January 15, 2020 / 5:18 PM / 4 days ago

Mexico union threatens Home Depot strike, inspired by USMCA trade deal

MEXICO CITY (Reuters) - Spurred on by labor protections in the new North American trade deal, a top Mexican trade union has accused Home Depot (HD.N) of blocking union activity and threatened strikes next week if the U.S. home improvement chain does not improve pay and benefits for workers.

The logo of U.S. home improvement chain Home Depot is seen after the Mexican trade union Revolutionary Confederation of Laborers and Farmworkers (CROC) accused Home Depot of blocking union activity, in Mexico City, Mexico January 15, 2020. REUTERS/Luis Cortes

The Revolutionary Confederation of Laborers and Farmworkers, or CROC, is pressing for a 20% raise, benefits such as 20 annual vacation days and more contributions toward transportation, school supplies, food and savings funds.
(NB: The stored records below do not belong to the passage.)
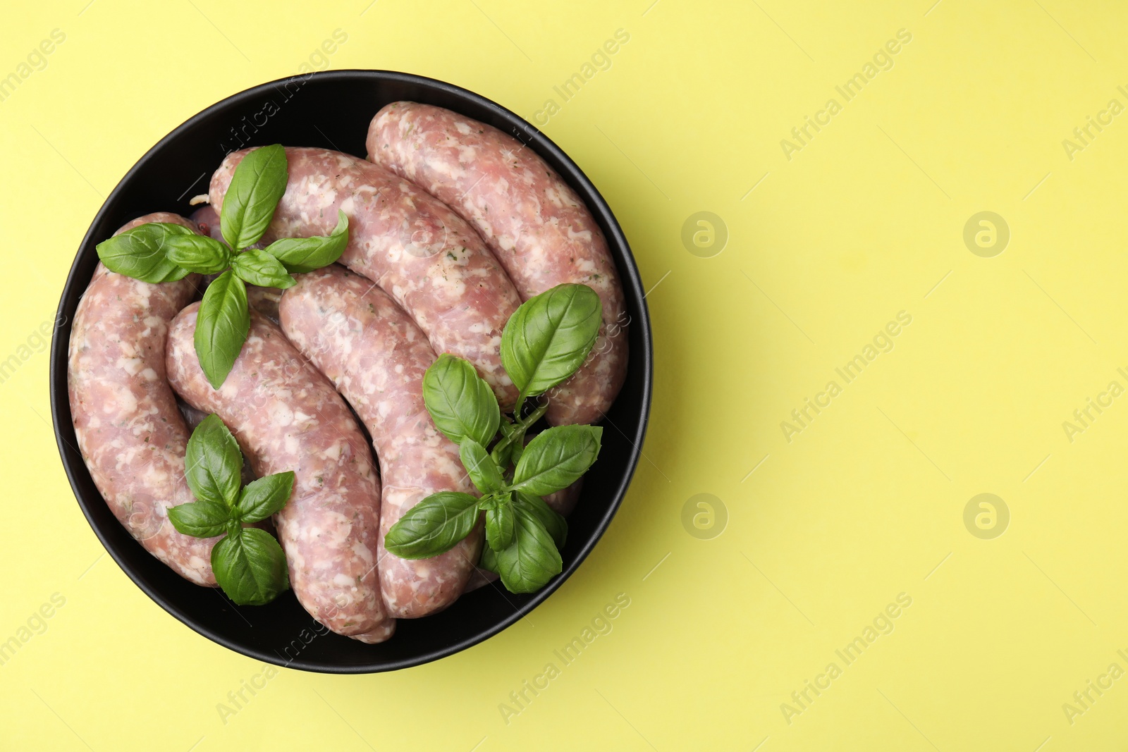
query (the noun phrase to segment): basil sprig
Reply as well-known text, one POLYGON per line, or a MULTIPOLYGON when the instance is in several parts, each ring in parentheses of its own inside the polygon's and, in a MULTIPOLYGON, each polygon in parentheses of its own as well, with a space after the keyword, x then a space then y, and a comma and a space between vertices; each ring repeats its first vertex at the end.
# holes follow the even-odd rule
POLYGON ((478 566, 501 575, 508 590, 531 593, 561 573, 567 522, 541 496, 571 486, 588 471, 599 457, 603 430, 552 427, 526 446, 525 434, 547 405, 521 417, 521 404, 575 373, 596 343, 601 320, 599 295, 581 284, 558 285, 517 309, 501 342, 502 364, 521 392, 513 418, 501 414, 490 386, 469 362, 442 354, 431 364, 423 377, 423 401, 435 427, 458 444, 462 466, 482 496, 428 496, 391 525, 385 538, 388 551, 405 559, 438 556, 470 534, 484 514, 478 566))
POLYGON ((282 238, 261 250, 249 248, 266 232, 288 179, 281 144, 255 149, 235 168, 223 198, 223 241, 179 224, 149 222, 98 244, 106 268, 142 282, 175 282, 190 273, 220 275, 204 292, 195 335, 196 357, 213 389, 223 384, 247 339, 246 285, 292 287, 293 274, 328 266, 349 245, 349 218, 338 211, 328 236, 282 238))
POLYGON ((243 453, 217 415, 204 418, 188 439, 184 479, 196 501, 168 510, 179 532, 194 538, 223 536, 212 548, 215 582, 239 605, 262 605, 290 587, 285 555, 265 530, 245 528, 271 516, 290 499, 292 471, 239 481, 243 453))

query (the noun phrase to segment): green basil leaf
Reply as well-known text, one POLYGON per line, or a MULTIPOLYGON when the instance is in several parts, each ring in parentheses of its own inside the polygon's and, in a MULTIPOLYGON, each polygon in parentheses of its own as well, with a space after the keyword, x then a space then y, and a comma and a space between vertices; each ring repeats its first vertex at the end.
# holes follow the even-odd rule
POLYGON ((263 605, 290 586, 282 547, 265 530, 241 528, 212 548, 215 582, 239 605, 263 605))
POLYGON ((501 362, 522 397, 544 393, 583 364, 603 306, 584 284, 561 284, 521 303, 501 337, 501 362))
POLYGON ((541 431, 521 454, 513 472, 513 490, 535 496, 567 488, 580 479, 596 458, 603 435, 600 426, 554 426, 541 431))
POLYGON ((200 502, 230 508, 239 497, 240 470, 239 443, 218 415, 209 415, 192 432, 184 453, 188 488, 200 502))
POLYGON ((192 502, 168 507, 168 521, 177 532, 193 538, 222 536, 230 519, 230 510, 213 502, 192 502))
POLYGON ((194 335, 196 357, 212 389, 223 386, 249 330, 247 287, 235 273, 223 272, 204 291, 194 335))
POLYGON ((486 446, 501 421, 497 398, 469 361, 443 353, 423 374, 423 402, 434 425, 456 444, 486 446))
POLYGON ((490 541, 482 541, 482 556, 478 558, 478 568, 497 574, 497 551, 490 548, 490 541))
POLYGON ((510 423, 508 417, 503 417, 497 427, 501 430, 502 440, 490 452, 490 457, 494 458, 497 467, 508 468, 520 459, 517 450, 522 448, 522 442, 514 435, 518 433, 517 425, 510 423))
POLYGON ((282 144, 255 149, 235 168, 223 196, 220 231, 236 250, 258 242, 285 193, 289 178, 282 144))
POLYGON ((552 536, 540 521, 514 507, 513 542, 497 551, 497 574, 511 593, 532 593, 564 567, 552 536))
POLYGON ((195 235, 183 224, 148 222, 98 244, 98 258, 106 268, 142 282, 175 282, 188 271, 168 259, 168 241, 195 235))
POLYGON ((444 490, 407 510, 384 539, 384 547, 402 559, 444 554, 470 534, 478 521, 478 499, 444 490))
POLYGON ((349 218, 337 210, 337 225, 332 235, 312 238, 282 238, 263 250, 282 262, 291 274, 312 272, 341 258, 349 245, 349 218))
POLYGON ((502 551, 513 542, 513 525, 515 515, 513 502, 501 499, 496 506, 486 510, 486 540, 490 548, 502 551))
POLYGON ((290 501, 293 478, 293 470, 287 470, 250 481, 235 505, 236 514, 243 522, 259 522, 271 516, 290 501))
POLYGON ((458 446, 458 457, 462 460, 466 471, 470 474, 474 487, 483 494, 490 494, 505 487, 501 469, 490 457, 490 452, 478 442, 473 439, 464 439, 458 446))
POLYGON ((219 274, 231 265, 231 249, 205 235, 173 235, 166 247, 168 260, 197 274, 219 274))
POLYGON ((564 542, 567 540, 567 520, 545 504, 543 498, 534 494, 518 492, 517 498, 513 499, 513 506, 522 514, 537 517, 548 534, 553 537, 556 549, 564 548, 564 542))
POLYGON ((298 284, 298 281, 287 273, 282 262, 265 250, 253 249, 237 254, 231 260, 231 271, 244 282, 257 284, 259 287, 285 290, 298 284))

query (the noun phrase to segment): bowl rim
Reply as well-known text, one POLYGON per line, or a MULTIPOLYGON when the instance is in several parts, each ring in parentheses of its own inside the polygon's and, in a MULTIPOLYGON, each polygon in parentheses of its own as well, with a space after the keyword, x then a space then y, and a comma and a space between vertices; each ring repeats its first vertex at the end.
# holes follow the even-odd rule
MULTIPOLYGON (((70 331, 72 321, 64 320, 62 324, 56 325, 55 330, 52 335, 51 342, 51 362, 49 368, 49 387, 51 391, 51 414, 52 414, 52 427, 55 433, 55 445, 59 450, 60 458, 62 460, 63 469, 67 474, 67 479, 71 485, 71 490, 74 494, 74 498, 78 502, 79 507, 82 510, 82 514, 86 516, 87 523, 94 530, 95 536, 102 542, 103 548, 109 554, 109 556, 117 563, 117 566, 129 576, 133 584, 141 589, 146 595, 148 595, 153 602, 160 605, 166 612, 176 618, 179 622, 184 623, 186 627, 193 631, 206 637, 208 639, 227 647, 230 651, 245 655, 247 657, 254 658, 256 661, 262 661, 267 664, 273 664, 282 667, 298 669, 302 671, 310 671, 317 673, 336 673, 336 674, 362 674, 362 673, 381 673, 386 671, 398 671, 400 669, 407 669, 411 666, 422 665, 425 663, 431 663, 440 658, 453 655, 466 648, 469 648, 479 643, 484 643, 491 637, 497 635, 502 630, 506 629, 513 625, 518 619, 530 613, 534 609, 540 605, 545 600, 548 599, 556 590, 564 584, 564 582, 572 576, 573 573, 580 567, 588 555, 592 551, 599 540, 607 532, 610 527, 611 520, 618 512, 619 506, 623 503, 623 498, 626 496, 627 488, 634 477, 634 474, 638 467, 638 460, 642 457, 642 444, 646 434, 646 428, 650 423, 650 410, 651 410, 651 399, 653 392, 653 337, 650 326, 650 312, 646 306, 645 291, 642 285, 642 277, 638 273, 637 264, 635 263, 634 255, 631 251, 631 246, 627 242, 626 236, 623 233, 623 229, 619 227, 618 220, 616 219, 614 212, 608 205, 607 201, 603 198, 602 194, 596 187, 596 185, 588 178, 588 176, 580 169, 580 167, 564 152, 563 149, 557 147, 548 136, 546 136, 540 129, 538 129, 532 123, 526 121, 523 117, 517 113, 503 107, 502 105, 488 99, 479 94, 465 89, 462 87, 456 86, 453 83, 448 83, 438 79, 429 78, 425 76, 417 76, 415 73, 405 73, 400 71, 390 70, 379 70, 379 69, 343 69, 333 71, 316 71, 311 73, 288 76, 285 78, 276 79, 273 81, 266 81, 257 86, 250 87, 238 91, 231 96, 224 97, 219 101, 205 107, 200 110, 184 123, 175 127, 166 136, 160 139, 156 144, 153 144, 134 165, 130 170, 118 180, 114 189, 106 196, 102 204, 102 207, 95 214, 90 227, 87 229, 79 244, 78 250, 74 255, 74 260, 71 264, 70 271, 67 275, 67 282, 63 285, 62 295, 60 297, 59 307, 55 312, 55 321, 60 321, 67 317, 67 302, 74 298, 74 295, 81 297, 85 292, 86 286, 89 284, 88 278, 79 280, 77 278, 77 272, 82 263, 82 249, 91 247, 91 242, 95 240, 92 237, 95 230, 103 223, 104 216, 111 211, 111 207, 116 203, 117 197, 122 194, 126 186, 131 183, 134 176, 140 172, 150 159, 155 157, 159 151, 167 148, 176 140, 182 138, 185 133, 191 131, 196 126, 197 123, 204 121, 217 114, 220 110, 238 107, 245 103, 256 99, 257 97, 266 94, 271 90, 276 90, 277 87, 284 86, 287 83, 292 83, 297 80, 301 80, 302 83, 308 82, 310 79, 338 79, 343 82, 355 81, 358 78, 368 78, 381 81, 394 81, 406 85, 422 86, 426 88, 437 89, 444 94, 448 94, 457 99, 469 99, 475 101, 479 107, 490 110, 494 116, 500 117, 502 121, 508 122, 511 126, 515 126, 518 132, 512 132, 510 135, 522 141, 527 145, 534 148, 538 154, 550 153, 556 161, 563 166, 563 177, 566 182, 572 184, 582 185, 590 194, 594 201, 594 206, 589 205, 589 211, 592 214, 601 215, 609 230, 608 246, 616 246, 622 248, 625 254, 620 259, 624 266, 624 274, 622 274, 620 283, 624 286, 624 291, 629 287, 631 292, 634 293, 633 298, 637 301, 641 316, 638 320, 632 320, 632 327, 638 327, 641 329, 641 340, 643 343, 642 352, 631 353, 631 368, 642 369, 642 416, 638 424, 638 430, 634 436, 628 436, 624 433, 624 436, 631 443, 632 449, 626 462, 625 472, 623 474, 618 487, 614 492, 613 501, 607 506, 602 516, 599 519, 594 528, 594 534, 584 543, 584 546, 579 550, 579 552, 573 557, 572 561, 569 563, 563 570, 553 578, 550 583, 541 587, 538 592, 534 593, 528 601, 517 607, 514 611, 506 616, 505 618, 493 623, 491 627, 475 632, 474 635, 467 636, 460 640, 446 643, 434 649, 428 651, 423 654, 399 658, 394 661, 384 661, 379 664, 326 664, 319 661, 301 660, 300 656, 291 661, 282 661, 279 655, 258 648, 256 646, 248 646, 236 640, 228 639, 224 635, 217 632, 215 630, 199 623, 195 618, 182 610, 176 603, 166 599, 162 593, 156 589, 149 586, 148 583, 143 582, 139 575, 134 574, 133 566, 123 560, 123 557, 118 555, 115 545, 113 545, 106 534, 99 529, 99 524, 95 521, 91 512, 88 510, 88 504, 91 503, 90 499, 83 497, 82 492, 79 490, 80 484, 79 478, 82 474, 89 478, 89 470, 86 467, 85 461, 74 461, 72 457, 68 455, 68 436, 74 437, 74 428, 70 412, 70 398, 68 393, 68 354, 70 346, 70 331), (523 133, 520 133, 523 132, 523 133), (520 134, 519 134, 520 133, 520 134), (522 138, 527 135, 528 138, 522 138), (81 287, 76 290, 76 287, 81 287)), ((373 113, 374 115, 374 113, 373 113)), ((613 251, 614 253, 614 251, 613 251)), ((622 433, 622 432, 620 432, 622 433)), ((77 439, 76 439, 77 444, 77 439)), ((76 450, 76 445, 71 445, 70 449, 76 450)), ((97 503, 105 504, 105 499, 98 494, 97 503)), ((117 521, 114 521, 117 524, 117 521)), ((157 559, 153 559, 155 564, 158 564, 157 559)))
The union also is urging the company to end discrimination, sexual harassment and unfair dismissals, which it says have been reported to the union and labor councils.

“We called for a strike due to worker rights violations and to review the collective labor contract,” CROC Secretary General Isaias Gonzalez told Reuters.

Home Depot has about 6,200 workers under the union’s contracts, according to CROC.

Gonzalez said the demands were similar to those CROC put to retailer Walmart de Mexico last March before the government passed a reform designed to guarantee workers’ rights and end decades of cozy relationships between unions and companies that yielded so-called protection contracts.

Walmart (WMT.N) and CROC reached a deal to avert strikes.

The demands for Home Depot, where CROC has 40 collective contracts in 18 states, grew out of the United States-Mexico-Canada Agreement (USMCA), Gonzalez said. The trade pact was approved by the U.S. House of Representatives only after Mexico stepped up commitments to enforce its labor laws.

“Now is the time to act, because we now have the new labor law, we have USMCA, and we can’t be held to the terms of companies that resist,” Gonzalez said. “They’re used to protection contracts. But that ended with the new labor law.”

The USMCA has yet to be ratified by the U.S. Senate.

When asked about CROC’s demands, Home Depot said it was not the only company adapting to Mexico’s labor law.

“This stems from the ongoing changes coming from the new labor reform standards, which are not specific to The Home Depot,” said Home Depot spokeswoman Sara Gorman.

“We’re committed to doing the right thing, taking care of our associates and complying with the law, which we’ve done since our arrival in Mexico in 2001.”

Home Depot has about 16,000 employees across 125 stores in Mexico. Some workers in recent days have displayed large banners emblazoned with CROC’s arguments at store entrances.